After fiddling around in awk for a while, needed to use a csv file for data, this file however was BIG, after looking around, I found tools to do so, but I needed to speedup the parsing. The parser I used was a module in the awk-libs written by e36freak. and although it did its job, and although it worked, could you speed it up? the parser was written using a state machine, but, this is awk, what if we used a regex instead?

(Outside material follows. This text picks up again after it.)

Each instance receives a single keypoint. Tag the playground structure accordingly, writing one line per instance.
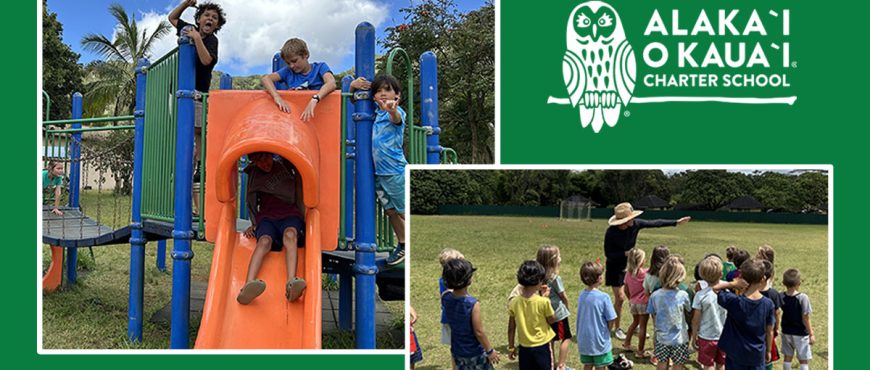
(344, 228)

We all know csv, we’ve all used it, to this day it is the quickest “database” format.
field1,field2
Pretty simple no? A simple FS=“,” is sufficient to handle this in awk. no need for a state machine. but what if you have a field with a ,? that would mess up the parsing terribly.
Solution: FS=“,”
( be aware this is my recollection of writing the csv.awk unit most of these Solutions could fail, and I am unwilling to test them.
field1,“field,2”
with the adition of strings, a simple split() cannot be done, a FPAT could be used, but not quite so, can we avoid a state machine? yes! using something to the equivalent of lua’s string.gmatch
Solution: /^([^“,]|”([^“]|”“)”),/
In reality the entire solution is more like
while( match(csvrecord,/^([^",]|"([^"]|"")*")*,/) ){
$(++NF) = substr(csvrecord,RSTART,RLENGTH-1)
csvrecord = substr(csvrecord,RSTART+RLENGTH)
}
$(++NF) = csvrecord